Self-service checkout is now increasingly used in supermarkets and retail. Customers scan all items with a barcode reader to buy and pay for them. This type of payment carries the risk of fraud by not scanning all items in the cart.. Food retailers hope to be able to identify cases of fraud to minimize losses. Data mining techniques and algorithms are used to check the classification of large amounts of information and data recovery. One group of these methods is the Anomaly Detection Method. The history of customer behavior is considered routine. If the new action is seen from customers who are not compatible with the movement pattern, the likelihood of fraud will be even more substantial. The aim is to predict fraud in one retail self check out using classification techniques and visualize the results to obtain new insight. The results of this study are oversampling on unbalanced data that can improve the performance of a model.

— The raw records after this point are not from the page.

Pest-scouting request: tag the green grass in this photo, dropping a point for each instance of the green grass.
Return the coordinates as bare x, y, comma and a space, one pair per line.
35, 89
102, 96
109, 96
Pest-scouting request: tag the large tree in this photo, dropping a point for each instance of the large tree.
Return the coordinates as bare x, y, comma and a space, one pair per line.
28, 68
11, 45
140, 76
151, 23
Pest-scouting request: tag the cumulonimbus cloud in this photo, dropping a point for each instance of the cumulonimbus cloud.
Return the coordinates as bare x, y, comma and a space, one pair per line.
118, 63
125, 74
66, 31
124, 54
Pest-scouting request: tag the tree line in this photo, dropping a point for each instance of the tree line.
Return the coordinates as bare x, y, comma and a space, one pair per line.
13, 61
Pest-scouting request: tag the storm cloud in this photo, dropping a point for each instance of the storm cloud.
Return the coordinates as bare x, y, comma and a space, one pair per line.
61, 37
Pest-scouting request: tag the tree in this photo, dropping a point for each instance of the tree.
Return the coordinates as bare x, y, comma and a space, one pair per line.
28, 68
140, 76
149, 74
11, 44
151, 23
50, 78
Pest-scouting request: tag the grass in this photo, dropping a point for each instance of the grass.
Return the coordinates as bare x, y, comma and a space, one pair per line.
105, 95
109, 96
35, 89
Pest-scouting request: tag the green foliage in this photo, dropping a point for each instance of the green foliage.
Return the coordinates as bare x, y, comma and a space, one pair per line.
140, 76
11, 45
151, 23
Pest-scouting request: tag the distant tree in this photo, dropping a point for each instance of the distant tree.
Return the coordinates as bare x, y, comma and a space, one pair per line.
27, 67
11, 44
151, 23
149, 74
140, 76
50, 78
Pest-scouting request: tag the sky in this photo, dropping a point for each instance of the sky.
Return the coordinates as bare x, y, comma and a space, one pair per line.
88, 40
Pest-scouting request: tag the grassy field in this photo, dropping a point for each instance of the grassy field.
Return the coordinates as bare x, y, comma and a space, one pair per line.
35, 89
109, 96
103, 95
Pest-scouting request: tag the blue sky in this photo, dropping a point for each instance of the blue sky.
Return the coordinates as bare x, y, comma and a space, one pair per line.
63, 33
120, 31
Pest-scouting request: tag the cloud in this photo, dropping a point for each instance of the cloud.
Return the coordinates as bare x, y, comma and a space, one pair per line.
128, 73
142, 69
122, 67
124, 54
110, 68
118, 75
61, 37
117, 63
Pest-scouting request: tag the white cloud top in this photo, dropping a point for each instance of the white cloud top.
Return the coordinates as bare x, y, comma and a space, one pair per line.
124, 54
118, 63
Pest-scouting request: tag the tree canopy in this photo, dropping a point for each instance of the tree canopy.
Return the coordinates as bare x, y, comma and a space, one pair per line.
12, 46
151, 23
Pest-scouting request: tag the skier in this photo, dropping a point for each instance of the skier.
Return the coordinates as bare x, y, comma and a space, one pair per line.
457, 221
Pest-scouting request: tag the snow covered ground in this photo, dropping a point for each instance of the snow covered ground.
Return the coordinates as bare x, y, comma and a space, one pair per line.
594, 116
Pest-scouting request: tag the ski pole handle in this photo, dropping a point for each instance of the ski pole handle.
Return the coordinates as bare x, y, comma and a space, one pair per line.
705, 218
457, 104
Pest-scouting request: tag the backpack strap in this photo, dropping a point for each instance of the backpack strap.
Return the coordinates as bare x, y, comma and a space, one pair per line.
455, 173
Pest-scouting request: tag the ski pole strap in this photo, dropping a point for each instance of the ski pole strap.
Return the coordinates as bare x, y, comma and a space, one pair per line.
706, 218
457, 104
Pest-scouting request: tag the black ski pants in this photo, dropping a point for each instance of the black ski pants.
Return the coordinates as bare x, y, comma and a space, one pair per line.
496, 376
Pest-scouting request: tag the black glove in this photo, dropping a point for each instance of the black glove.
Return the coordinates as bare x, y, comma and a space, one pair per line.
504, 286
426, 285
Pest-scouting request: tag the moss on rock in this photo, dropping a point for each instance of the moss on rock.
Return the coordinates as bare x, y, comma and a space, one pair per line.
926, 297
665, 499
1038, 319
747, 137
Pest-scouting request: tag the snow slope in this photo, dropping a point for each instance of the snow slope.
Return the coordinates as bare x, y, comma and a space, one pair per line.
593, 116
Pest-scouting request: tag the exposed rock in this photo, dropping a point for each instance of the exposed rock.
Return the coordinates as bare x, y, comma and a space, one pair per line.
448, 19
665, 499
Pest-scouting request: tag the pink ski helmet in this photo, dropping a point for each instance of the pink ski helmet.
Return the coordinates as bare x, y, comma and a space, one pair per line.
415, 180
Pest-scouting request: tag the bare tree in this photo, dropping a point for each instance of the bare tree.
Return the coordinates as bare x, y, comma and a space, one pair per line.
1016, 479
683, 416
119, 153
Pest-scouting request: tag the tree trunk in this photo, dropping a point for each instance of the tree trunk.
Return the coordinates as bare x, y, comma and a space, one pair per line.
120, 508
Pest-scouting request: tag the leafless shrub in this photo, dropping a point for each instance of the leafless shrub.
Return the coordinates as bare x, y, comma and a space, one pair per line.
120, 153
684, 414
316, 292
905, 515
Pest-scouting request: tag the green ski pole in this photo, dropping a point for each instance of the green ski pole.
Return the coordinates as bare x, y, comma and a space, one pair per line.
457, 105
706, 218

The model with the best performance is J48 with F-measure 0.981. New insight from the visualization of prediction results is that customers with low trust levels are vulnerable to fraud.
基于数据挖掘的自助结账零售欺诈检测
自助结账现在越来越多地用于超市和零售。顾客用条形码阅读器扫描所有商品,购买并付款。这种付款方式不扫描购物车中的所有商品,有欺诈的风险。食品零售商希望能够识别欺诈案件,以尽量减少损失。数据挖掘技术和算法用于对大量信息进行分类检查和数据恢复。其中一组方法是异常检测方法。顾客行为的历史被认为是常规的。如果新的行为是由不符合移动模式的客户看到的,那么欺诈的可能性就会更大。其目的是使用分类技术预测零售自助结账中的欺诈行为,并将结果可视化以获得新的见解。本研究的结果是对不平衡数据进行过采样,可以提高模型的性能。性能最好的型号为J48, f值为0.981。预测结果可视化的新见解是,信任度低的客户容易受到欺诈。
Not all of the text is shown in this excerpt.